Trainings and Systematic Documentation Processes
Albert's career took a turn into writing trainings. The process industry for which he wrote the trainings has a high demand on training as processes in each industry and company are highly different. The tasks executed in the process industry invariably involve machines and strict requirements about safety. The trainings must reflect this and thus a systematic documentation process is required.
A training must be created from a deep understanding of the user's job, what the purpose is and what the order of tasks is. Whether this job is highly regulated such as a process engineer or less regulated such as a cashier, rules apply. The next step is to determine how the rules apply to the job. By the end of the training, the trainee must thoroughly understand job tasks, rules and expectation. The trainee's understanding must be checked regularly throughout the training.
User Manuals and Documentation Tools
With past experience, the change from developing trainings to writing software manuals was a logical next step. Every software program must be accompanied by a user manual. Users should not be left experimenting with the software, not only to make sure the software does what it is supposed to do, but also to avoid user frustration. User manuals must help create user appreciation of the software. For this purpose documentation tools are available, tools to create the content and tools to create the physical documentation. Again, it all depends on the job and tasks of the user.
Documentation is often created with MS-Word, illustrated with screen dumps and published on paper. However, MS-Word is not the only and sometimes not the best tool. For each part of the document – the text, the supporting artwork and the publishing format – there is a large number of alternatives.

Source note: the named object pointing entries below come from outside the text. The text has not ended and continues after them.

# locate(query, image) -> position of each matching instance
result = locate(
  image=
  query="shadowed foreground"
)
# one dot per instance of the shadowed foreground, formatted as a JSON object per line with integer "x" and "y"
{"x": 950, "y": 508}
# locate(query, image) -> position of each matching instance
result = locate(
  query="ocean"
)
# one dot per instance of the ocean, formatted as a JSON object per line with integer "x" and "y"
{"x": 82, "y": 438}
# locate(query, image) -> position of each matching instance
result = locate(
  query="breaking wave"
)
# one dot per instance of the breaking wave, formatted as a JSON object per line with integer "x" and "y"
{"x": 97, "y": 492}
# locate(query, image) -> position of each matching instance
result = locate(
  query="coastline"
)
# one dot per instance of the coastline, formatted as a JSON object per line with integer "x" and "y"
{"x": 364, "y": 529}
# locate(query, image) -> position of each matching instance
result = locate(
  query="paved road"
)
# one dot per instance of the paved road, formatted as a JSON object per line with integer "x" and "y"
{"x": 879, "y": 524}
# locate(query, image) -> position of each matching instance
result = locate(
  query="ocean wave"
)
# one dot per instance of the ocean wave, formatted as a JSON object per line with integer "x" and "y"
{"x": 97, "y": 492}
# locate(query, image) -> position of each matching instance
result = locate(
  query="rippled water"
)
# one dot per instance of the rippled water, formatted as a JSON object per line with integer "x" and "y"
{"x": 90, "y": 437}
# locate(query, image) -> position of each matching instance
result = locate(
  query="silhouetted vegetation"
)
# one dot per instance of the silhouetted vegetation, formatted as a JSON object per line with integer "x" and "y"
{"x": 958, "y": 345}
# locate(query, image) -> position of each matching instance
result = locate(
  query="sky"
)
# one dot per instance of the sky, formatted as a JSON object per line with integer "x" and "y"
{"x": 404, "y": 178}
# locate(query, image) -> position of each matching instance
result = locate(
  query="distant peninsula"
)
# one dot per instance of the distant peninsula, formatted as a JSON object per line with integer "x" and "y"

One alternative may fit better in the user's job, than another. Publishing the documentation in alternative formats is for many jobs a requirement. MS-Word may not always be flexible enough to support the required formats. Albert worked with many alternatives.
Design Documents and Process Improvement
Albert caused his next career move by providing numerous suggestions for the software design while writing the user manuals. The move from writer to designer is not uncommon. A technical writer puts him or herself daily in the situation of the user while the software is developed; a designer must put him or herself daily in the situation of the user before the software is developed. As the software he worked is used in various industries and even more various companies, Albert gained broad understanding of jobs and tasks in many industries and companies.
As designer in software industry, Albert's work consisted for a large part of documenting processes. Then out of these descriptions he derived the requirement for the software and used the requirements for the design of new functionality. The design of software is not merely a design, but also an opportunity for process improvement. Albert Zuurbier was trained as Six Sigma Black Belt, a methodology for process improment. Albert applies his knowledge of documenting processes, Six Sigma and Lean process improvement in everything documentation process he takes on.
Life and Strategy
Albert is a Business Analyst and a thinker. He writes articles for web sites and creates Newsletters for non-profit groups he is affiliated with.
His thinking focuses on strategy. It started with a fascination for war games and the strategy behind the war games. After reading on the subject and thinking about it, Albert also found that strategy can be applied to daily life. From his study of strategy, he developed his own method of developing and documenting strategy.